The fake emails are incredibly convincing, unless of course you are knowledgeable enough to realize it's a scam.
How the Norton Life Lock Scam Works
If you click the link in the fake Norton Lifelock email, it will take you to a webpage where you'll be asked for personal information and credit card. This is how they steal your information.
Also, if the requested information is submitted, a tech support scammer will contact you claiming there was an error with the submitted information and will ask you for remote access to your computer. If access is given, the scammer will install spyware which steals personal information.
How to Protect Yourself
NortonLifeLock will never ask you to give them access to your computer or wire funds through services such as Western Union or send a cashier’s check. Most any request to do so is likely coming from a hacker or scammer. Similarly, NortonLifeLock will never request payment using cryptocurrency, or electronic gift cards. Finally, NortonLifeLock will not ask you to send funds to a PayPal, Zelle, Venmo, CashApp or other such payment service. Any communication of this type is a red flag that you are dealing with a scammer and not a real NortonLifeLock representative.

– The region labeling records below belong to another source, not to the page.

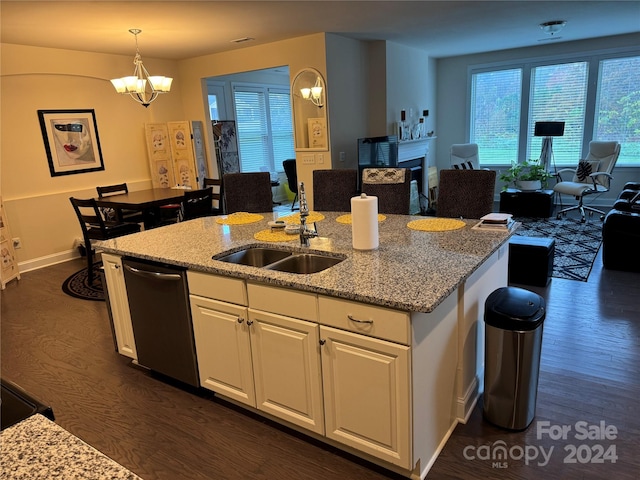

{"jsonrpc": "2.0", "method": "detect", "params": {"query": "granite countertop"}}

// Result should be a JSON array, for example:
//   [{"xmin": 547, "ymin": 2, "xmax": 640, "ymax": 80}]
[
  {"xmin": 100, "ymin": 212, "xmax": 511, "ymax": 313},
  {"xmin": 0, "ymin": 415, "xmax": 140, "ymax": 480}
]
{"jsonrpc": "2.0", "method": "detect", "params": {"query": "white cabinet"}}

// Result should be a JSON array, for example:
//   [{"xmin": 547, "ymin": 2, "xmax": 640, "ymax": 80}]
[
  {"xmin": 102, "ymin": 253, "xmax": 138, "ymax": 360},
  {"xmin": 188, "ymin": 272, "xmax": 413, "ymax": 470},
  {"xmin": 249, "ymin": 308, "xmax": 324, "ymax": 434},
  {"xmin": 319, "ymin": 297, "xmax": 412, "ymax": 469},
  {"xmin": 189, "ymin": 295, "xmax": 256, "ymax": 407},
  {"xmin": 189, "ymin": 274, "xmax": 324, "ymax": 434}
]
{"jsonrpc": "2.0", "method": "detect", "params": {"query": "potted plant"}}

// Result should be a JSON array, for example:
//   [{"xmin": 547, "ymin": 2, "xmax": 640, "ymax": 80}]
[{"xmin": 500, "ymin": 160, "xmax": 553, "ymax": 191}]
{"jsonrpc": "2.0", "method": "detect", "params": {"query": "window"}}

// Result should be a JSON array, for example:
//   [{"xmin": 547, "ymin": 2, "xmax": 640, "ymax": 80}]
[
  {"xmin": 233, "ymin": 84, "xmax": 295, "ymax": 172},
  {"xmin": 471, "ymin": 68, "xmax": 522, "ymax": 165},
  {"xmin": 593, "ymin": 57, "xmax": 640, "ymax": 161},
  {"xmin": 469, "ymin": 55, "xmax": 640, "ymax": 167},
  {"xmin": 527, "ymin": 62, "xmax": 587, "ymax": 165}
]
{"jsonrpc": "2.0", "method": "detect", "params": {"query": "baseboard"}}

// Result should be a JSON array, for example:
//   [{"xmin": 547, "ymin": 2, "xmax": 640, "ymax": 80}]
[{"xmin": 18, "ymin": 248, "xmax": 80, "ymax": 273}]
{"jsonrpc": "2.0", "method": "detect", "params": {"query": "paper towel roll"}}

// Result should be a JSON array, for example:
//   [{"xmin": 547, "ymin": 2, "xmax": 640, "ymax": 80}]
[{"xmin": 351, "ymin": 193, "xmax": 378, "ymax": 250}]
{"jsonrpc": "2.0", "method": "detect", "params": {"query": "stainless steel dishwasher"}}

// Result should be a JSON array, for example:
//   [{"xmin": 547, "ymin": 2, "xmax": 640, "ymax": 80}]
[{"xmin": 122, "ymin": 258, "xmax": 200, "ymax": 387}]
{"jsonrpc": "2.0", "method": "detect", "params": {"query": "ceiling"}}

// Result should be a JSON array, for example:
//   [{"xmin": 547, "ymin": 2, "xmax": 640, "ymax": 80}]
[{"xmin": 0, "ymin": 0, "xmax": 640, "ymax": 60}]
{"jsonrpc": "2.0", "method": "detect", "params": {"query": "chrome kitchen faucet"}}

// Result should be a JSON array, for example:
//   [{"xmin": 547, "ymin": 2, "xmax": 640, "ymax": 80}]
[{"xmin": 298, "ymin": 182, "xmax": 318, "ymax": 247}]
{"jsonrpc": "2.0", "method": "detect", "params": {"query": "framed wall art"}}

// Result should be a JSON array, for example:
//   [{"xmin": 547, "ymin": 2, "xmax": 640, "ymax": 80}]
[
  {"xmin": 38, "ymin": 110, "xmax": 104, "ymax": 177},
  {"xmin": 308, "ymin": 117, "xmax": 329, "ymax": 150}
]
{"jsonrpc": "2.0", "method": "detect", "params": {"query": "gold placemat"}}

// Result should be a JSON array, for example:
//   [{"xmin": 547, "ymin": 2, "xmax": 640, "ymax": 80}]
[
  {"xmin": 336, "ymin": 213, "xmax": 387, "ymax": 225},
  {"xmin": 407, "ymin": 218, "xmax": 467, "ymax": 232},
  {"xmin": 216, "ymin": 212, "xmax": 264, "ymax": 225},
  {"xmin": 278, "ymin": 212, "xmax": 324, "ymax": 225},
  {"xmin": 253, "ymin": 229, "xmax": 298, "ymax": 242}
]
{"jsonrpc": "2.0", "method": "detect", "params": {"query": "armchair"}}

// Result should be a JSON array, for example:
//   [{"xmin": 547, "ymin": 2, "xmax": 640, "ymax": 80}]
[{"xmin": 553, "ymin": 141, "xmax": 620, "ymax": 223}]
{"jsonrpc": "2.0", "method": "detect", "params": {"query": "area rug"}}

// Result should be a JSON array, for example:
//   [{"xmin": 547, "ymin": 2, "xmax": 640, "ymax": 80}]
[
  {"xmin": 515, "ymin": 217, "xmax": 602, "ymax": 282},
  {"xmin": 62, "ymin": 262, "xmax": 104, "ymax": 301}
]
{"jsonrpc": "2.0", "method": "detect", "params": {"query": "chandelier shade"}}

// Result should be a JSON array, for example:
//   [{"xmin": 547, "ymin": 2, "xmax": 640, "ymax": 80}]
[
  {"xmin": 111, "ymin": 28, "xmax": 173, "ymax": 107},
  {"xmin": 300, "ymin": 77, "xmax": 324, "ymax": 107}
]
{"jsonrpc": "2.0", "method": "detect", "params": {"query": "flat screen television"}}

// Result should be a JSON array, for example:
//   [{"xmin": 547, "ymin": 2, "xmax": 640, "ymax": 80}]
[{"xmin": 358, "ymin": 135, "xmax": 398, "ymax": 170}]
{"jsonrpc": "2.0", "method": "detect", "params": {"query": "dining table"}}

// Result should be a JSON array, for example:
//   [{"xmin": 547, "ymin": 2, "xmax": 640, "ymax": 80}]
[{"xmin": 95, "ymin": 187, "xmax": 185, "ymax": 229}]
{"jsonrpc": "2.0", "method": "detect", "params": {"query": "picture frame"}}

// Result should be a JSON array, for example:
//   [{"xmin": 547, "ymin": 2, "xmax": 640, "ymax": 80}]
[
  {"xmin": 307, "ymin": 117, "xmax": 329, "ymax": 150},
  {"xmin": 38, "ymin": 109, "xmax": 104, "ymax": 177}
]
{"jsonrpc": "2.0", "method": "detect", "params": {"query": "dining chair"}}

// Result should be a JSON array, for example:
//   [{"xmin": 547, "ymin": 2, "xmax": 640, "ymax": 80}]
[
  {"xmin": 222, "ymin": 172, "xmax": 273, "ymax": 213},
  {"xmin": 282, "ymin": 158, "xmax": 298, "ymax": 210},
  {"xmin": 96, "ymin": 183, "xmax": 144, "ymax": 223},
  {"xmin": 202, "ymin": 178, "xmax": 224, "ymax": 215},
  {"xmin": 362, "ymin": 168, "xmax": 411, "ymax": 215},
  {"xmin": 436, "ymin": 169, "xmax": 496, "ymax": 219},
  {"xmin": 313, "ymin": 168, "xmax": 358, "ymax": 212},
  {"xmin": 69, "ymin": 197, "xmax": 140, "ymax": 285},
  {"xmin": 180, "ymin": 187, "xmax": 213, "ymax": 221}
]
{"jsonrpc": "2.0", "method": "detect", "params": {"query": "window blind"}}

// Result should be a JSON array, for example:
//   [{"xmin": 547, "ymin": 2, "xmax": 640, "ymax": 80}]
[
  {"xmin": 470, "ymin": 68, "xmax": 522, "ymax": 165},
  {"xmin": 527, "ymin": 62, "xmax": 588, "ymax": 165}
]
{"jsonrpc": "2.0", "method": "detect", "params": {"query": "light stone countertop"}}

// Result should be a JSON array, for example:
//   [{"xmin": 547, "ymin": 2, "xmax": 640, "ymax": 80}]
[
  {"xmin": 99, "ymin": 212, "xmax": 511, "ymax": 313},
  {"xmin": 0, "ymin": 415, "xmax": 141, "ymax": 480}
]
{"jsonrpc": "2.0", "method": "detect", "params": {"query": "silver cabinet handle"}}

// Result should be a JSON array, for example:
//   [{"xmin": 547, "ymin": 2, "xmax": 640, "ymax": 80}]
[{"xmin": 347, "ymin": 314, "xmax": 373, "ymax": 325}]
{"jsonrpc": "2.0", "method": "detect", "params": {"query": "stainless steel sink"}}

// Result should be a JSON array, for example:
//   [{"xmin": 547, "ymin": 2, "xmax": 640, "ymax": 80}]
[
  {"xmin": 213, "ymin": 247, "xmax": 291, "ymax": 267},
  {"xmin": 265, "ymin": 253, "xmax": 343, "ymax": 274},
  {"xmin": 212, "ymin": 247, "xmax": 344, "ymax": 274}
]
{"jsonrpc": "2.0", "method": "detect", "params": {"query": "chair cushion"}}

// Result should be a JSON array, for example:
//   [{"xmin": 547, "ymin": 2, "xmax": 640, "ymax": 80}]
[{"xmin": 572, "ymin": 160, "xmax": 600, "ymax": 183}]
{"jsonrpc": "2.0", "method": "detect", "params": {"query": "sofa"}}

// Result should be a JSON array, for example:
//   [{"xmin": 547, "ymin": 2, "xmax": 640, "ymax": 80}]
[{"xmin": 602, "ymin": 182, "xmax": 640, "ymax": 272}]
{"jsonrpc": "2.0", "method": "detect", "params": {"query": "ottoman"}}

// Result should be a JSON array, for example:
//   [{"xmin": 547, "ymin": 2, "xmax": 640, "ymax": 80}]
[{"xmin": 509, "ymin": 235, "xmax": 556, "ymax": 287}]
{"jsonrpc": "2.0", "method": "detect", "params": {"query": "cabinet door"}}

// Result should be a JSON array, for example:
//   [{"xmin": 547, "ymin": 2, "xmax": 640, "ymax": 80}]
[
  {"xmin": 320, "ymin": 327, "xmax": 411, "ymax": 469},
  {"xmin": 190, "ymin": 295, "xmax": 256, "ymax": 407},
  {"xmin": 102, "ymin": 253, "xmax": 138, "ymax": 360},
  {"xmin": 249, "ymin": 309, "xmax": 324, "ymax": 434}
]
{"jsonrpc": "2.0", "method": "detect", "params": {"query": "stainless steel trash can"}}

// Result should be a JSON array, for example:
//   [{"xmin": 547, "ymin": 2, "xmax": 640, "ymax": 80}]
[{"xmin": 483, "ymin": 287, "xmax": 546, "ymax": 430}]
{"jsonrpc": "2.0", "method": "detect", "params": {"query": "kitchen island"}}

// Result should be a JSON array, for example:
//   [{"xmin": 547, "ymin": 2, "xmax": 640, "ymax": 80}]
[{"xmin": 101, "ymin": 212, "xmax": 510, "ymax": 478}]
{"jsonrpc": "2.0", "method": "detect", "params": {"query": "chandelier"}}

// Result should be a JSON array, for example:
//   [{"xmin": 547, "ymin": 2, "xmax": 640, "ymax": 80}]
[
  {"xmin": 300, "ymin": 77, "xmax": 324, "ymax": 107},
  {"xmin": 111, "ymin": 28, "xmax": 173, "ymax": 107}
]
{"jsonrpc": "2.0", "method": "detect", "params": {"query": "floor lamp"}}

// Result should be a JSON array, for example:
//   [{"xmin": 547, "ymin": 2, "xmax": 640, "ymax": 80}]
[{"xmin": 533, "ymin": 122, "xmax": 564, "ymax": 171}]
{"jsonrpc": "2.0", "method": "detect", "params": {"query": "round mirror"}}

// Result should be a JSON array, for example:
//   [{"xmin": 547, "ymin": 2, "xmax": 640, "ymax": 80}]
[{"xmin": 291, "ymin": 68, "xmax": 329, "ymax": 150}]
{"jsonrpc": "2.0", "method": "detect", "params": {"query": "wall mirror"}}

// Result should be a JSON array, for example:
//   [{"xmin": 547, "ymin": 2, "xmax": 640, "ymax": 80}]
[{"xmin": 291, "ymin": 68, "xmax": 329, "ymax": 150}]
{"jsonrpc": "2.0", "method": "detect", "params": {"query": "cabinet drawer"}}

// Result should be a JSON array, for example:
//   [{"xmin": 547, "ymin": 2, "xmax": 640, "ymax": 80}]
[
  {"xmin": 247, "ymin": 282, "xmax": 318, "ymax": 322},
  {"xmin": 187, "ymin": 271, "xmax": 247, "ymax": 306},
  {"xmin": 318, "ymin": 296, "xmax": 411, "ymax": 345}
]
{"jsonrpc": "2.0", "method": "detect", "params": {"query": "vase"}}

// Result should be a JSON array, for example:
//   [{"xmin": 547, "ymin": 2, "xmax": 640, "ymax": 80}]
[{"xmin": 516, "ymin": 180, "xmax": 542, "ymax": 192}]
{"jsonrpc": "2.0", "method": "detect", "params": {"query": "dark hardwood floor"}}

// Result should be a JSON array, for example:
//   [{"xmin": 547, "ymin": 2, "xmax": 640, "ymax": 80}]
[{"xmin": 1, "ymin": 222, "xmax": 640, "ymax": 480}]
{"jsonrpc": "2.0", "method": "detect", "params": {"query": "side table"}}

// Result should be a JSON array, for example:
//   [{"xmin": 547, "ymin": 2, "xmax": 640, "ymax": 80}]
[{"xmin": 500, "ymin": 188, "xmax": 555, "ymax": 218}]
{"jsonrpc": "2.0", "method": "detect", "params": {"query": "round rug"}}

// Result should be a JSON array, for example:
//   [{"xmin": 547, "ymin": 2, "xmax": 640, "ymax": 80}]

Protect yourself by ignoring suspicious emails or texts purporting to be from NortonLifeLock. If the message is using scare tactics or threats, or asks for personal or financial information, it is not from NortonLifeLock. If you receive a suspicious email or text message, don’t respond, click any links, or open attachments.
Don’t sign in to your account from a link in a suspicious message. To sign on, go to www.norton.com or www.lifelock.com by typing the address into your browser directly, and sign in from there.
Don’t use search engines to get customer support numbers. Log-in directly to your account and navigate from there to access support.